- Fang was reporting SCSI controller errors and bus resets over the weekend.
Reseating the controller probably would have fixed it, but I swapped it for
a spare unit.
- Put netpbm and xemacs on CIIM. Also sent in the DNS registration request
for ciim.gps.caltech.edu.
- Bigone system disk was full. This caused the mail to be wedged.
- Put the 'deliver' package on Bigone. This allows for account to auto-reply
with a 'this account is going away' message.
- CISN meeting.
- Recompiled orb2shear for Mandy.
- Got quotes for the Arena RAID units for Jet.
- Put the full coastline data for GMT on CIIM.
- Installed QDDS and CNSSM on CIIM.
- The keyboard on Silver was wedged. Had to power-cycle the machine to
fix it.
- Worked with Carl and Mike Watkins on cleanup of the telemetry room.
- 1/2 day vacation on Friday.
- There was a spam incident over the weekend. Onyx was running an open
relay. This turned out to have been caused by Allan Walter installing
a patch cluster from Sun on it. This overwrote the sendmail executable
with an old version that allowed relaying. Had to clean up 7,000
'postmaster - no such user' messages that were delivered to postmaster
on Iron.
- Installed the 2GB replacement memory in Jet.
- Disabled cachefsd on all Sun systems after CERT advisory
http://www.cert.org/advisories/CA-2002-11.html
- Got the new case and board for CIIM. They were missing the ATX
bulkhead for the back of the case, and it needs a power supply cable
extension. Called CalPC and arranged to get these items.
- Made an area for Ellen to install Oracle files on Sangabriel.
- The rest of the parts for CIIM came in on Tuesday. Assembed the machine
and booted it around noon. The graphics card would not go in the PCI
riser because it was a 5v, and the riser was 3.3v. Booted off the serial
console.
- Worked with Mike Watkins and Busby on telemetry room cleanup.
- Wrote a Big Brother external script to check up on Fort Scotty and its
stations.
- Remounted CIIM in the rack closest to the wall. Added a fourth fan to
the case. Also arranged to send back the 3.3v PCI riser to exchange for
a 5v riser so that the graphics card will work.
- Program web conference call.
- Talked to Will Prescott about NatWeb and AFS. We decided to not put the
Program site on the NatWeb machines, but to just co-locate our servers in
their area so we can have remote console access and power management through
their equipment. Also, we decided to try and stick with rsync for content
distribution, rather than moving our whole site to AFS.
- The SCEC web server was dead on Friday morning. It died at about 20:05
on Thursday evening. Squid segfaulted and died. Showed Vikki how to restart
the processes and added an http test to Big Brother for that machine.
- Timers' meeting.
- Fixed a problem in the station updates archive script. Station 'TIM' was
not being archived due to their being a string 'TIME' in the 'notstations'
file. Tightened up the regular expression to prevent this from matching.

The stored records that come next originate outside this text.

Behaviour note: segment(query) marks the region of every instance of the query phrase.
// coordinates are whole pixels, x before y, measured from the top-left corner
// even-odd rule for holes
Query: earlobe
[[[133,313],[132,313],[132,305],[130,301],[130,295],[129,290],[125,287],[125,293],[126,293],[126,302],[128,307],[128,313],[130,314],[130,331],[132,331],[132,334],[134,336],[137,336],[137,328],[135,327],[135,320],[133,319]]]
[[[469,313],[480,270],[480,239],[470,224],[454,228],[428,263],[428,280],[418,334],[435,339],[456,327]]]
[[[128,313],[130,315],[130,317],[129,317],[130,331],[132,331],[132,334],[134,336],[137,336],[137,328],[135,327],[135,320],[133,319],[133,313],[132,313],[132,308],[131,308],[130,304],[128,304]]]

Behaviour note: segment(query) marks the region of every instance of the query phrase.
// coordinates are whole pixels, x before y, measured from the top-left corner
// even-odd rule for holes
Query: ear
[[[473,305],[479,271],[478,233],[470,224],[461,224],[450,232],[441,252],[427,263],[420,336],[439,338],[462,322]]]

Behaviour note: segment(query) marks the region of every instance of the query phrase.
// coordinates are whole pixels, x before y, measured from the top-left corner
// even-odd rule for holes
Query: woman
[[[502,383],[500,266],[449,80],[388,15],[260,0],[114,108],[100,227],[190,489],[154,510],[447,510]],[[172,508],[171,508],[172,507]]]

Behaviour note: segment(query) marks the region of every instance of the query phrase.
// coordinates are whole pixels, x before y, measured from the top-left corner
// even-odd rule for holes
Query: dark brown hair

- Contacted Tyan to get an RMA number for the bad S2460 board we bought at
Fry's.
- Made up a status page for CIIM. It is at
http://bort.gps.caltech.edu/mrtg/ciim.html
- Re-enabled the 'phil' account on Jet, Spring, and Iron. Apparently,
Phil is doing some consulting work for Quanterra and needs access to
our systems for testing.
- Did some testing to verify backups for Hotspot.
- Rebooted Lander to clear a DecWindows problem.
- Swapped some boards in Foreshock and helped Lisa set up the revamped
Earthquake Hazards Program web site there. The new site was put out on
the public servers at the end of the day on Monday.
- M4.9 near Gilroy at 22:00 PDT. Traffic peaks in hits/second were: Menlo/3000,
Program/680, Pasadena/360. Also, the rate of incoming CIIM questionnaires
peaked at 480/minute. The only problem was that the Menlo Park site was
slow to respond, and the origin servers were unresponsive. Talked to Will
Prescott about this at about 22:45, but we were not able to determine the
cause at the time.
- Postmortem on web service problems on Tuesday. Examined the logs from
the web servers. Ehzeast was reporting 'out of swap space' and 'cannot
fork' errors. Web server logs recorded several thousand calls to
'helicorder.pl', with a peak of 430/minute soon after the event. The
servers are only able to process about 60/minute between the two of them,
so they were quickly overwhelmed as hundreds of Perl processes consumed
all available system resources. The full story of this can be found at
http://bort.gps.caltech.edu/spikes/13may2002/
- There was a problem with CDMG emailing some data that they transfer to
our online systems. Checked the sendmail logs on Jet and Spring and
found nothing amiss.
- Refaxed the RMA request to Tyan and got back an RMA number. Sent the
bad board back to Tyan on Wednesday for replacement.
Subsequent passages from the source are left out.